Prosecutors in Georgia, who for more than two years have been investigating Donald Trump and his people to try to falsify the results of the 2020 presidential elections in this state, began yesterday to present evidence and conclusions to the grand jury in the case.
The imputation against the former president and numerous accomplices for serious crimes of conspiracy, and also for false statements and even for activities classified as “organized crime”, seemed imminent last night. It would be the fourth criminal indictment against the ultra leader after the 78 charges he faces for the assault on the Capitol and other attempts to overturn his electoral defeat (4 crimes); for 40 more related to the concealment of secret papers at his Mar-a-Lago residence and 34 counts of forgery to conceal a bribe to porn actress Stormy Daniels.

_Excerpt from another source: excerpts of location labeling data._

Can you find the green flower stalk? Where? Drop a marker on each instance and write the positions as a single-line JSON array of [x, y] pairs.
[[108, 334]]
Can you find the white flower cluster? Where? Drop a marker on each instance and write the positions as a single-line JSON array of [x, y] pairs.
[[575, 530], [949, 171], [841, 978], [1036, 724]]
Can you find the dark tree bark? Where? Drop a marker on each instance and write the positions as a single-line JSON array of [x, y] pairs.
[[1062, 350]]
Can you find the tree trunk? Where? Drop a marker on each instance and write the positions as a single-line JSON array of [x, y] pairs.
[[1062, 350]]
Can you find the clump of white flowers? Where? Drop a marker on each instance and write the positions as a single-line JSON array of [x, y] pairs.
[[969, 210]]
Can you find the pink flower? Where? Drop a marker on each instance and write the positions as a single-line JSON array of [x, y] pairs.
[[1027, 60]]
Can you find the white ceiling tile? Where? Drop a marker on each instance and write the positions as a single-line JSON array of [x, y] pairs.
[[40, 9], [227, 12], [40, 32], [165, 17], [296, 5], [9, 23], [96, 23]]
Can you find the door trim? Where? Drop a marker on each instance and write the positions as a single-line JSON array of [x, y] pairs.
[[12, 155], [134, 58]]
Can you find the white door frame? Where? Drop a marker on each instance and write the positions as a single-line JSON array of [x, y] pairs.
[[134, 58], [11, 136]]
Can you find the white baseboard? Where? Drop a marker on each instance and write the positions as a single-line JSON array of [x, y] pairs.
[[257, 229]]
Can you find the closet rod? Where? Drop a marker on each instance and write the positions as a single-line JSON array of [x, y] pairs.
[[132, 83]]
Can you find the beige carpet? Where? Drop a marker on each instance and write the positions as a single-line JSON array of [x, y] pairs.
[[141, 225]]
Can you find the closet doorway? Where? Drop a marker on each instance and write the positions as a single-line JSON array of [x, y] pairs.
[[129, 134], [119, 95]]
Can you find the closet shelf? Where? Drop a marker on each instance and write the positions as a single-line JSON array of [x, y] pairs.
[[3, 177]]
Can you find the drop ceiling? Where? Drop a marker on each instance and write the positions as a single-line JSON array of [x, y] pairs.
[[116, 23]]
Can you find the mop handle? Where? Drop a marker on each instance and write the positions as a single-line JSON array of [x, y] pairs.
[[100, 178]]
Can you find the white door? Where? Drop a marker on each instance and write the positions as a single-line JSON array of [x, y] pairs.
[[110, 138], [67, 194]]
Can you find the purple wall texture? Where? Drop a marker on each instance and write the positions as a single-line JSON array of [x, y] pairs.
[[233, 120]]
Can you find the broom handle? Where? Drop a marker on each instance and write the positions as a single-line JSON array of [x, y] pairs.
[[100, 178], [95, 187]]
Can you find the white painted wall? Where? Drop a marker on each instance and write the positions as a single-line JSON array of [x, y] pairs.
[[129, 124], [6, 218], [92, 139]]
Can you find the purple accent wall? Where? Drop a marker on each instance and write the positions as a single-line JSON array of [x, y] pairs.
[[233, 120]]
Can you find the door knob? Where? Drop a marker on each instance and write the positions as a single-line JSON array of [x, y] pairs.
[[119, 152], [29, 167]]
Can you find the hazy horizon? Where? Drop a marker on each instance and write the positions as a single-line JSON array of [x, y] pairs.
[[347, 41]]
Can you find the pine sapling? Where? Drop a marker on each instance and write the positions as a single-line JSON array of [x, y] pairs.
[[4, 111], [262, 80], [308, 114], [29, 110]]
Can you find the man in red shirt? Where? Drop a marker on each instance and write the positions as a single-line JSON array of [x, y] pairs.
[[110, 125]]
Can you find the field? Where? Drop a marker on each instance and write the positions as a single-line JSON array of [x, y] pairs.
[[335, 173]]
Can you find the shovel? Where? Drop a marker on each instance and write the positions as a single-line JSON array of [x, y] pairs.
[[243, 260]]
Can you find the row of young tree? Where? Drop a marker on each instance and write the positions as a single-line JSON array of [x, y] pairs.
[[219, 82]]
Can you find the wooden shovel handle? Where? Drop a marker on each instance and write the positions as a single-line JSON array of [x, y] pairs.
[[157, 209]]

This Georgia case centers on heavy pressure on officials, threats and harassment of election workers, deliberate lies and even a data breach in an election office attributed to Trump and about twenty members of his team and followers
The most eye-catching part of the case, prosecuted under the direction of Fulton District Attorney Fani Willis, corresponds to the call in which, in January 2021, the former president tried to collar the person in charge of the election supervision of southern state, Brad Raffensperger, to alter the results in the constituency: “All I want is to find 11,780 votes, which is one more than we have. Because we have to win the state”, said the former president to the high state official, a republican like him, in the tense dialogue that the latter recorded and made public. Raffensperger did not loosen the rope and became a key witness for the probable impeachment of who was their leader.
At least five people testified yesterday or will testify today in what would be the final steps in prosecutors’ presentation of the case to a Georgia grand jury.
These are former state representative Bee Nguyen and former state senator Jen Jordan, both Democrats and who would have heard falsehoods from the Trump team about alleged electoral fraud; of the high official Gabriel Sterling, who at the time guaranteed the security of the votes and the counts; of the republican who served as deputy governor of Georgia during those elections, Geoff Duncan, and of the local journalist and expert on the affair, George Chidin.
If at least 12 of the 23 members of the grand jury vote to indict Trump and his associates, the fellow candidate for re-election in the 2024 presidential elections will face a process that is perhaps more thorny than the other three that are already underway. Because in this case he could not pardon himself, since it would be a state matter and not a federal one, and because, given the rules of each jurisdiction, it is easier here for the trial to be televised.